Thursday, November 16, 2006

Types Of Stocks

The amazing dotcom market in the late '90s made people think that stocks were the magic answer to instant wealth with no risk. The ensuing dotcom crash proved that this is not the case. . Stocks can (and do) create massive amounts of wealth, but they aren't without risks.the only way is to educate yourself and understand where you are putting your hard earned money.
Types Of Stocks
Common or ordinary Stock
represent ownership in a companyand a claim (dividends) on a portion of profits. Investors get one vote per share to elect the board members, who oversee the major decisions made by management. Over the long term, common stocks by means of capital growth, yields higher returns than almost every other investment. This higher return comes at a cost since common stocks entail the most risk. If a company goes bankrupt and liquidates, the common shareholders will not receive money until the creditors, bondholders and preferred shareholders are paid.
Preferred Stock: represents some degree of ownership in a company but usually doesn't come with the same voting rights. investors are usually guaranteed a fixed dividend forever on preferred stock while dividends on common stock are variable and are never guaranteed.
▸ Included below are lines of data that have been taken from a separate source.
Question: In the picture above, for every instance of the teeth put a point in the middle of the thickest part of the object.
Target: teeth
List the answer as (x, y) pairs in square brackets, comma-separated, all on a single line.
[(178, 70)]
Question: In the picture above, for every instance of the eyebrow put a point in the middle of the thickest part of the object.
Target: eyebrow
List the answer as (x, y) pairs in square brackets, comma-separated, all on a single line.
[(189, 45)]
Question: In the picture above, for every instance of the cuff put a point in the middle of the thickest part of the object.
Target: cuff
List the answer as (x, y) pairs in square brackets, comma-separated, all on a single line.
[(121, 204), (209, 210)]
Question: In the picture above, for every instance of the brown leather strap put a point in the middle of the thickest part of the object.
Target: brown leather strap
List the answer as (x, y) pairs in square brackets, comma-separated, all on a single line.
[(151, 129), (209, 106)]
In the event of liquidation, preferred shareholders are paid off before the common shareholder (but still after debt holders). Preferred stock may also be callable, meaning that the company has the option to purchase the shares from shareholders at anytime for any reason (usually for a premium). Some people consider preferred stock to be more like debt than equity. . A good way to think of these kinds of shares is to see them as being in between bonds and common shares.
Different Classes of Stock :Common and preferred are the two main forms of stock; however, it's also possible for companies to customize different classes of stock in any way they want. The most common reason for this is the company wanting the voting power to remain with a certain group; therefore, different classes of shares are given different voting rights. For example, one class of shares would be held by a select group who are given ten votes per share while a second class would be issued to the majority of investors who are given one vote per share.